Wow! That is pretty amazing.
It is also completely ridiculous and false. May, 2011, for instance, has five Sundays, Mondays, and Tuesdays. Even if the issue is an “August” with this structure, this occurs again in 2021 and 2027. A moment’s thought reveals that you get five of those days anytime a month with 31 days starts on a Sunday, which has to be about 1/7 of them. Since 7/12 of the months have 31 days, you would really expect about one month a year to have this structure, and that seems to be the case.
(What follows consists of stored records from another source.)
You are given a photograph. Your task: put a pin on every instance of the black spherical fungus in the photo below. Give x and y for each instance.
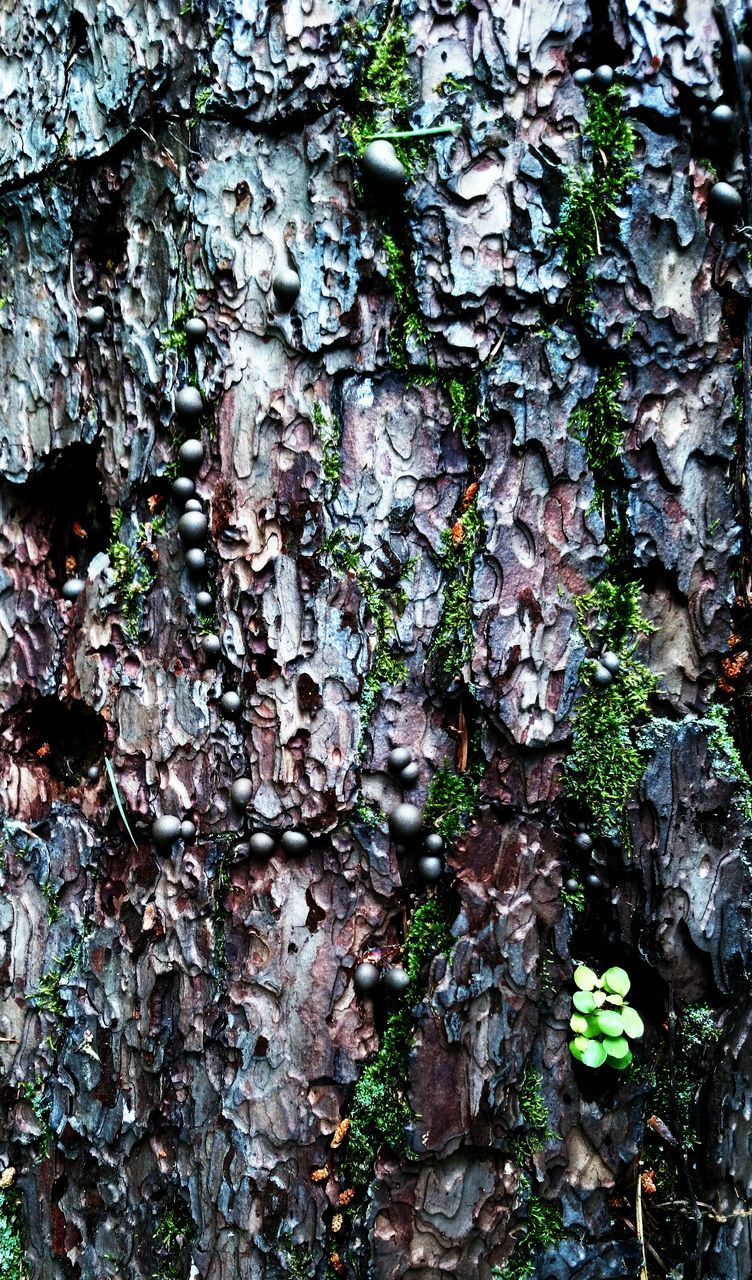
(165, 831)
(191, 456)
(193, 529)
(603, 78)
(430, 869)
(261, 845)
(366, 978)
(188, 403)
(398, 758)
(241, 792)
(294, 842)
(409, 775)
(196, 330)
(395, 979)
(183, 488)
(285, 287)
(211, 647)
(601, 676)
(724, 204)
(744, 55)
(230, 703)
(195, 561)
(96, 319)
(381, 165)
(406, 822)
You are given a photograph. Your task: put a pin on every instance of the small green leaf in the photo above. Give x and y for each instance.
(632, 1022)
(585, 978)
(609, 1023)
(576, 1047)
(615, 1047)
(594, 1054)
(118, 801)
(617, 981)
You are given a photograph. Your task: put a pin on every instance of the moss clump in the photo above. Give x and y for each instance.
(592, 193)
(606, 759)
(174, 1229)
(12, 1244)
(133, 568)
(452, 800)
(599, 425)
(330, 435)
(452, 644)
(408, 323)
(380, 1111)
(383, 604)
(727, 758)
(544, 1230)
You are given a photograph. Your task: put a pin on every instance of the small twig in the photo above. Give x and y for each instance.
(119, 803)
(418, 133)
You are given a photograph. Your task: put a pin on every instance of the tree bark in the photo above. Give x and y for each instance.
(179, 1031)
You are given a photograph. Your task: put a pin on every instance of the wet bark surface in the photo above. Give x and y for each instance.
(179, 1033)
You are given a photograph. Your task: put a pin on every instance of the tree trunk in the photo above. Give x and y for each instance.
(501, 432)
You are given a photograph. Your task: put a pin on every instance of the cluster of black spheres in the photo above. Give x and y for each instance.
(605, 667)
(368, 977)
(261, 844)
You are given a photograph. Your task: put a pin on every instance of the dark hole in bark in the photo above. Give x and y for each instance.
(65, 506)
(65, 737)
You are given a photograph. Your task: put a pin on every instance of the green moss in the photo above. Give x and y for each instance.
(330, 437)
(452, 799)
(12, 1237)
(592, 192)
(174, 1229)
(380, 1110)
(599, 425)
(408, 323)
(452, 644)
(727, 758)
(381, 606)
(544, 1230)
(606, 759)
(133, 568)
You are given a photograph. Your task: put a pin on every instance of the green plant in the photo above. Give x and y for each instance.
(542, 1225)
(591, 195)
(452, 799)
(601, 1022)
(452, 644)
(381, 604)
(132, 570)
(380, 1111)
(12, 1244)
(330, 435)
(608, 758)
(599, 425)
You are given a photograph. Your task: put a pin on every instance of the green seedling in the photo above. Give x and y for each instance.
(601, 1022)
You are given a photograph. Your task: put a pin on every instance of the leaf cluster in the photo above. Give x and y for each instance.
(601, 1022)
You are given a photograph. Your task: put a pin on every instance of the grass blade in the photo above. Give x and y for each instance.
(118, 801)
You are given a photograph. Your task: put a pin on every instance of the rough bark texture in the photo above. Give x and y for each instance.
(202, 1037)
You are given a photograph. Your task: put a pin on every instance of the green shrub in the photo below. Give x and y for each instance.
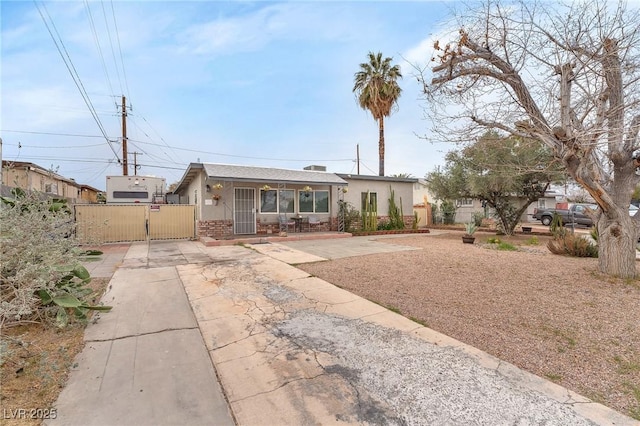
(448, 210)
(350, 215)
(478, 217)
(41, 273)
(385, 225)
(572, 245)
(556, 228)
(506, 247)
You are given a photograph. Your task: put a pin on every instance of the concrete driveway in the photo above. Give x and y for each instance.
(290, 348)
(287, 349)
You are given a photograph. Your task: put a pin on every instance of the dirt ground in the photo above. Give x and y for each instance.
(554, 316)
(35, 362)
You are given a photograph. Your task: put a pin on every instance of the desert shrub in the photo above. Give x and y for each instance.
(396, 215)
(350, 214)
(572, 245)
(448, 210)
(556, 228)
(533, 241)
(504, 246)
(41, 272)
(478, 217)
(384, 225)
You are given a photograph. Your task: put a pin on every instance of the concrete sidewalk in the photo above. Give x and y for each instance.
(144, 362)
(288, 349)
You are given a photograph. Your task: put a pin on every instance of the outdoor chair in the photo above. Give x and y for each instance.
(286, 223)
(314, 222)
But, given all the repeats of this, there clearly are a lot of people who will buy into this sort of nonsense. Why is that? This really is a failure of mathematical training. One reason we teach mathematics is to get people to think clearly and analytically on issues. Ideally this would mean that people would immediately have an intuition that a result like this means that 31 day months (or August in particular) rarely start on a Sunday. But experience shows that is not the case: if the first day of some months is rarely a Sunday, surely I would have noticed that by now! A quick check of any online calendar shows that the “fact” is false, and somebody has invented something ridiculous in order to see how many people can fall for this false meme.
Perhaps in operations research we have an advantage: we are used to questioning the assumptions that go into models and looking carefully at the resulting solutions. “Is this really linear?” “If I assume X, what does that imply about Y?” “Does this answer make sense?” Perhaps with a bit more OR training, urban myths will have to become a bit more sophisticated before they grab the public’s attention.